Peut-on embaucher un intérimaire à la fin de sa mission ?

Oui, et aucune clause ne peut vous l’interdire. Le contrat de mission doit même mentionner que l’embauche par l’entreprise utilisatrice n’est pas interdite à l’issue de la mission. L’intérimaire ne perçoit alors pas d’indemnité de fin de mission, puisqu’il enchaîne sur un CDI chez vous.

Que se passe-t-il si l’intérimaire ne convient pas ?

Le contrat de mission peut prévoir une période d’essai, fixée par convention collective ou, à défaut, limitée à deux jours pour un contrat de moins d’un mois, trois jours pour un contrat d’un à deux mois et cinq jours au-delà. Passé ce délai, prévenez l’agence : elle organise alors le remplacement.

Peut-on faire appel à l’intérim pour un poste permanent ?

Non. L’article L1251-5 l’interdit explicitement, quel que soit le motif inscrit au contrat. Un besoin permanent relève donc du CDD ou du CDI.

Combien de fois une mission peut-elle être renouvelée ?

Deux fois au maximum pour un contrat à terme précis, dans la limite de la durée totale autorisée par le motif. La possibilité de renouvellement doit en outre être prévue au contrat initial ou dans un avenant remis avant l’échéance.

Faut-il payer les jours fériés à un intérimaire ?

Oui, sans condition d’ancienneté, dès lors que vos salariés permanents en bénéficient.

Qui paie la visite médicale et les équipements de protection ?

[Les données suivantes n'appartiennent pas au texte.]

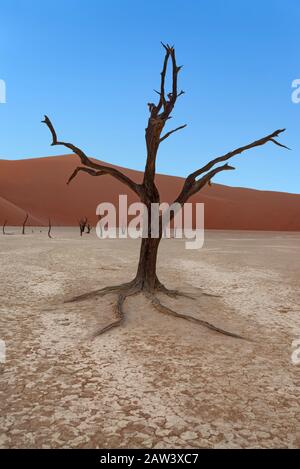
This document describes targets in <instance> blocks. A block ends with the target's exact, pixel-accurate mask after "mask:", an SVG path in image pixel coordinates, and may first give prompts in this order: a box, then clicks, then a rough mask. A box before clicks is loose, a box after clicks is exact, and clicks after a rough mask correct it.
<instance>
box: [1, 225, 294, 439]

Le suivi médical relève de l’agence, puisqu’elle est l’employeur. Les équipements de protection individuelle sont pris en charge selon ce que prévoit le contrat de mise à disposition. En revanche, la sécurité au poste et les protections collectives restent de votre responsabilité, puisque le travail s’exécute chez vous et sous votre autorité.

En quoi l’intérim diffère-t-il d’un prêt de main-d’oeuvre entre entreprises ?

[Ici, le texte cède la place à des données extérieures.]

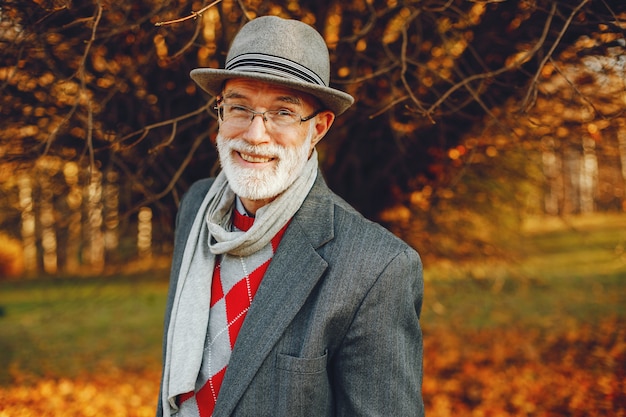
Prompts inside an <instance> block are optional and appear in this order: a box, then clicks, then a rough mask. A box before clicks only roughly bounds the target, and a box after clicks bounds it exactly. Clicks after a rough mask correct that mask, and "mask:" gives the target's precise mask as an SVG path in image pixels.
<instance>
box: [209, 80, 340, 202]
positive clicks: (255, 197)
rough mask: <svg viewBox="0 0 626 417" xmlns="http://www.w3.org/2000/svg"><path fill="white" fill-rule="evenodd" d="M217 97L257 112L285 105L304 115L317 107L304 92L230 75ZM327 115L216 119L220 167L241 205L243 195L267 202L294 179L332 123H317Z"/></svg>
mask: <svg viewBox="0 0 626 417" xmlns="http://www.w3.org/2000/svg"><path fill="white" fill-rule="evenodd" d="M221 100H222V101H221V103H223V104H226V105H236V106H241V107H245V108H247V109H251V110H254V111H257V112H264V111H267V110H288V111H290V112H293V113H297V114H299V115H300V116H301V117H303V118H304V117H307V116H309V115H311V114H313V113H315V112H316V111H318V110H321V109H320V108H319V105H317V103H316V101H315V100H314V99H312V98H310V97H308V96H306V95H304V94H302V93H299V92H296V91H294V90H291V89H288V88H284V87H279V86H276V85H271V84H268V83H263V82H258V81H250V80H243V79H234V80H229V81H228V82H227V83H226V85H225V87H224V92H223V95H222V97H221ZM323 113H329V112H323ZM330 114H331V116H330V123H332V113H330ZM250 117H252V116H251V115H250ZM318 117H319V119H318ZM327 117H328V116H325V115H323V114H322V115H320V116H316V117H314V118H313V119H311V120H309V121H305V122H302V123H300V122H299V121H298V122H297V123H294V124H293V125H289V126H277V125H276V124H273V123H271V121H268V122H264V120H263V117H262V116H260V115H259V116H255V117H254V118H253V119H252V121H251V122H250V123H249V124H248V123H244V124H241V123H232V122H230V121H229V119H226V121H220V129H219V133H218V136H217V146H218V151H219V157H220V162H221V165H222V169H223V170H224V173H225V174H226V177H227V178H228V181H229V183H230V186H231V188H232V189H233V191H234V192H235V194H237V195H238V196H239V197H240V198H242V200H244V204H245V200H253V201H265V203H267V202H269V201H271V200H273V199H274V198H275V197H277V196H278V195H279V194H280V193H282V192H283V191H284V190H285V189H287V188H288V187H289V186H290V185H291V184H292V183H293V181H295V179H296V178H297V177H298V176H299V175H300V174H301V172H302V169H303V168H304V165H305V164H306V162H307V160H308V158H309V156H310V154H311V152H312V150H313V148H314V146H315V144H317V142H318V141H319V140H320V139H321V138H322V137H323V136H324V134H325V133H326V131H327V130H328V127H330V123H328V126H327V127H324V126H325V125H324V123H321V125H320V120H321V121H322V122H324V121H328V119H326V118H327ZM298 120H299V119H298Z"/></svg>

Le prêt de main-d’oeuvre entre deux entreprises doit être sans but lucratif : l’entreprise prêteuse ne refacture que les salaires, les charges et les frais professionnels, sans marge. L’intérim est, à l’inverse, l’une des exceptions légales à l’interdiction du prêt de main-d’oeuvre lucratif, et il donne accès à un vivier de candidats disponibles immédiatement, ce qu’un prêt entre entreprises ne permet pas.

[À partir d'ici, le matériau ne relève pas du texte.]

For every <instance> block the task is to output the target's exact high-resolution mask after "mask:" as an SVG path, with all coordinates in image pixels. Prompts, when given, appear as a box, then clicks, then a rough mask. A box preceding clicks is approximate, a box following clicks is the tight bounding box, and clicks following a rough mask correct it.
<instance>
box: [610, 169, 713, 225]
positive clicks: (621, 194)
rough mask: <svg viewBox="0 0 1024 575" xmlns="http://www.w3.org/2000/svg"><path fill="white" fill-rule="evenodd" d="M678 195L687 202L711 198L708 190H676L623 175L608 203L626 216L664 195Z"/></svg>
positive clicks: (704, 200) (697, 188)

Peut-on mettre des salariés à la disposition d’une autre société du groupe ?

Oui, la mise à disposition intragroupe est le cas le plus courant du prêt de main-d’oeuvre à but non lucratif. Elle obéit toutefois aux mêmes règles : convention entre les deux sociétés, avenant, accord de l’intéressé, et refacturation limitée au coût réel. Autrement dit, aucune souplesse particulière n’est prévue du seul fait de l’appartenance à un même groupe.

Existe-t-il un modèle de convention type ?

De nombreux modèles circulent ; aucun ne vaut pourtant validation. Vérifiez surtout que votre convention nomme la période de mise à disposition, l’identité et la qualification des personnes concernées, et le détail de ce qui sera refacturé. Ces mentions doivent donc être arrêtées avant la mise à disposition, jamais régularisées après coup.

Que devient le contrat de travail du salarié pendant l’opération ?

Il se poursuit sans rupture ni suspension avec son employeur d’origine, complété par un avenant. À l’échéance, l’intéressé réintègre son poste de travail d’origine ou un poste équivalent. C’est d’ailleurs ce qui distingue ce dispositif de mise à disposition d’un détachement ou d’une mutation.

Sur quels textes s’appuient ces règles ?

Code du travail, articles L1251-1, L1251-5, L1251-6, L1251-10, L1251-36, L1251-36-1, L1251-37 et L1251-40 pour le travail temporaire, L8241-1 et L8241-2 pour le prêt de main-d’oeuvre.